The drawbacks of classical sigmoid and ReLU activation functions were stated in [6,15, 22]. In order to overcome these limitations modified activations such as GELU, Swish or Mish were proposed [7,14,16,17]. It is well-known [6] that wide range of activation functions is suitable for backpropagation-based learning rules, where only conditions of continuity of activation function /as well as its derivative would be satisfied. But the almost 40 years long practice of the application of backpropagation proves that the choice of the activation function has the significant impact on the behavior of the learning process. Particular activations are good enough for one ML problems and are bad for other ones [6]. This observation has theoretical foundation in famous No Free Lunch Theorem, which, speaking informally, states that “we cannot achieve positive performance on some problems without getting an equal and opposite amount of negative performance on other problems” [6]. Therefore, we would choose activation functions depending on the particular ML problem [20] by using the prior knowledge concerning the problem scope. For example, consider the problem of the approximation of functions with many peaks and rapid multi-level changes [20, 22]. Standard activations are not well appropriate to model such mappings [23]. This makes difficult the learning of NN to solve very common tasks concerning the processing complicated signal transformations, which are not smooth enough or have a fluctuated gradient [17]. Thus, the design of activation functions appropriate in the training of NN for such difficult problems is an important task, as well as its tuning in order to improve the ability of NN to produce more precise predictions.

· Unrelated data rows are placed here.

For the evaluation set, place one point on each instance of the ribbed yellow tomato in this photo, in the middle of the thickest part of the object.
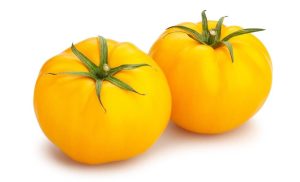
(212, 94)
(71, 116)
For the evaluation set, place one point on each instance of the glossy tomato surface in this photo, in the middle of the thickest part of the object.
(71, 116)
(212, 94)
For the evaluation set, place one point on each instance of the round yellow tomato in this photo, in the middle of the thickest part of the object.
(101, 101)
(219, 76)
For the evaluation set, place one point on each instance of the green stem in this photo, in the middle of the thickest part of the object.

Multithreshold activation functions (MTAF) provide the one of possible solutions of this problem

[13]. Their use can increase the quality of modeling significantly nonlinear functions. This approach is based on the ability of multithreshold activations to represent more precisely the change of data using numerous levels of discretization by the adaptive tuning of the thresholds. It allows to process properly discrete patterns as well as to enhance the efficiency of the network learning [8].

Models of MTAF were proposed in early works devoted to the application of threshold logic in pattern recognition as a more powerful alternative for Heaviside step function (bibliographical and historical remarks can be found in [13]). Capabilities of multithreshold neuron (MTN) were studied in [20] and [21]. The learning algorithm for multi-valued MTN was proposed in [8]. MTN-based NN architectures were introduced in [13, 19]. The synthesis algorithm for MTN-based classifier was proposed in [21]. The application of bithreshold neurons with the binary outputs in pattern recognition was studied in [21,23]. Deeper hybrid NN architectures with heterogenous hidden layers were proposed in [18]. The synthesis procedure for MTN-based NN considered in [21]. It should be noted that only discrete activation functions were used in all above-mentioned multithreshold units and

NN. Thus, they are almost not applicable for problems dealing with the approximation of general

real-valued functions. As it is stated in [24], the application of multithreshold models in the solution of regression problems was unknown. The reference [25] gives the first example of the use of multithreshold approach in the design of a bithreshold NN regressor. As mentioned in [10], this model of NN regressor can be extended to the case of an arbitrary number of thresholds.

All known examples of the multithreshold approach in neural computation concerns only neural units and networks employing discrete-valued activation functions. The disadvantage of such activation is that the modern optimization algorithms based on the use of gradient vector of the network error function are not applicable in the case of such MTAF. The main goal of current research is the extension of multithreshold approach to the case of continuous differentiable activation functions. This allows to employ the backpropagation-like training techniques to the learning of MTNbased NN. The combination of MTAF and sigmoid smoothing shall be used in order to combine the advantages provided by the power of multithreshold approach as well as the effectiveness of the gradient descent optimization.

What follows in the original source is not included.